Social Security – Some Views, Hoisted From Comments
Yesterday I noted that there is a blog carnival on Social Security coming up, and I suggested that readers might like to to write some guest posts on the topic which I would then post and submit to the blog carnival. Even the comments to that post were very instructive – I’m going to cut and paste some pieces (and hopefully encourage commentators flesh these out into full posts):
Bruce Webb notes that the Social Security going bust theme depends on productivity being very low:
No one has explained to my satisfaction why a mid-range estimate of 2.2% Real GDP in 2013 is a good faith projection. As a possible outcome certainly but is there really a 50% chance that the economy will actually perform worse than that? Forever? In fact no one has even tried to justify this number. For one thing it makes hash out of tax cut claims.
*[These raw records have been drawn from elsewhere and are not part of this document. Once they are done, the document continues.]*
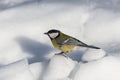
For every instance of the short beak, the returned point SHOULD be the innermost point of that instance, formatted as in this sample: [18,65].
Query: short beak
[46,33]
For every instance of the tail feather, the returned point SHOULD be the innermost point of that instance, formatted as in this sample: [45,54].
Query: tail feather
[89,46]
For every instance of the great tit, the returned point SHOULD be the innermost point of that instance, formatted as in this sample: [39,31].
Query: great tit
[64,42]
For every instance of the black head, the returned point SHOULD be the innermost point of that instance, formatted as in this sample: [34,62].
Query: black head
[53,33]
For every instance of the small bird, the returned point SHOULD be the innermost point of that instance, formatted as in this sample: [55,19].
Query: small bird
[64,42]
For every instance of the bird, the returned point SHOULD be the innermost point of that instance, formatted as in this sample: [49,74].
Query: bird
[65,43]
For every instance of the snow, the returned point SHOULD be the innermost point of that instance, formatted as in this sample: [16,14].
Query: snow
[93,54]
[59,67]
[16,71]
[27,54]
[104,69]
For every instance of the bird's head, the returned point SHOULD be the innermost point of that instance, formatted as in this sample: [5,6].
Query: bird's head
[53,33]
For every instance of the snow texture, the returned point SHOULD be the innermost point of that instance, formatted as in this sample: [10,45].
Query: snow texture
[27,54]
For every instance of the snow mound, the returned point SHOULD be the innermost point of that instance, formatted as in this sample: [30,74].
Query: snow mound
[59,67]
[107,68]
[93,54]
[16,71]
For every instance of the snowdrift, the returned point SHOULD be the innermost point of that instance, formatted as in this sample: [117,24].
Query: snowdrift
[26,54]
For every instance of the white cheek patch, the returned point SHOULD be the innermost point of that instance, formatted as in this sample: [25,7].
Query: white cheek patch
[53,35]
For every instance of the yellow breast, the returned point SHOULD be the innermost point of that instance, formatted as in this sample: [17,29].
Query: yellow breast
[67,48]
[63,48]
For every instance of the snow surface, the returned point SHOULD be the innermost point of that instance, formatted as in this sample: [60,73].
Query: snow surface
[27,54]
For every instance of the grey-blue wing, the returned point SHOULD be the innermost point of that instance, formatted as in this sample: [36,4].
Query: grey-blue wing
[73,41]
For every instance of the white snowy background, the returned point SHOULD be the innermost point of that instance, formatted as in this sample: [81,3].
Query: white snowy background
[27,54]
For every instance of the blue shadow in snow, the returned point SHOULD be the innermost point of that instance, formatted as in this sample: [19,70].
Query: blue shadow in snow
[39,50]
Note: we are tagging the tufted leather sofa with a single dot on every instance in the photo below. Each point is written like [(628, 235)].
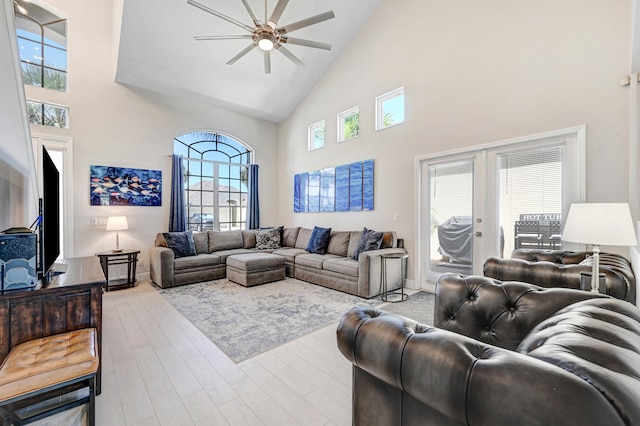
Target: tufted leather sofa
[(559, 268), (501, 354)]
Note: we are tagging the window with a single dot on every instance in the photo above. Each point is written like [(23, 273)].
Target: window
[(316, 135), (42, 41), (390, 109), (47, 114), (348, 124), (216, 180)]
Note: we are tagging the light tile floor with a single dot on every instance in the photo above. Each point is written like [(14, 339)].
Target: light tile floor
[(158, 369)]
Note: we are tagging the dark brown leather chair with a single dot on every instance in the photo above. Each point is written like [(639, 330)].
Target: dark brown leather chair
[(567, 269), (500, 354)]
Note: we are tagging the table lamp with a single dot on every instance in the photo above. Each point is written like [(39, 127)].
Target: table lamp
[(117, 223), (599, 224)]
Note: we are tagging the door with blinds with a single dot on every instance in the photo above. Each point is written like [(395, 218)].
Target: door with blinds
[(495, 199)]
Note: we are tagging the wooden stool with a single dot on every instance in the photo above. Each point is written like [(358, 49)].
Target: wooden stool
[(35, 369)]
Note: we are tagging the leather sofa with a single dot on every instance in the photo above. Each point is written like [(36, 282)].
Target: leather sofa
[(559, 268), (336, 269), (500, 354)]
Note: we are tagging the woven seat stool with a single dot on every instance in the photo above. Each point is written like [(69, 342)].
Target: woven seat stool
[(40, 369), (255, 268)]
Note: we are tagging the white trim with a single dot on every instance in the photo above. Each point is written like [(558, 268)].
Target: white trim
[(65, 146)]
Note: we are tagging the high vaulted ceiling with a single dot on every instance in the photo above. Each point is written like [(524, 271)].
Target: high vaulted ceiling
[(158, 52)]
If someone came to me and suggested that it would be very optimistic to assume that the economy in the next 45 years could match growth rates of the last 45 years and that 3.3% Real GDP should be a ceiling, 2.8% should be a midrange and 2.3% a floor I might grumble a little because all of those are low by historical standards 2007 Report: V.B2 column 4. As it is I am being told that over the fairly short term that the ceiling is 2.8%, the midrange is 2.2%, and the floor 1.6% and sinking. Well I cry bullshit, whatever happens near term no one really believes that 2.2% Real GDP number.
Coberly adds:
There are some who think all this can be finessed simply by taking SS money and investing it in “the market.” They are wrong. Certainly they have made no case that does not depend on the illusion that what you can do with a calculator you can do in real life. Hint: where do you suppose the money to pay big dividends, or higher stock prices, comes from?
The answer would be growth… so your challenge is to show convincingly how SS money will contribute to meaningful growth…and how you will feed the elderly while you are doing this.
but to restate the bottom line: the Trust Fund is NOT Social Security. It can go exponential as Bruce expects, paying not only for SS but for the rest of the government, or it can be stolen by a flying saucer. SS is simply a plan to pay for the elderly by having saved their own money when they were working.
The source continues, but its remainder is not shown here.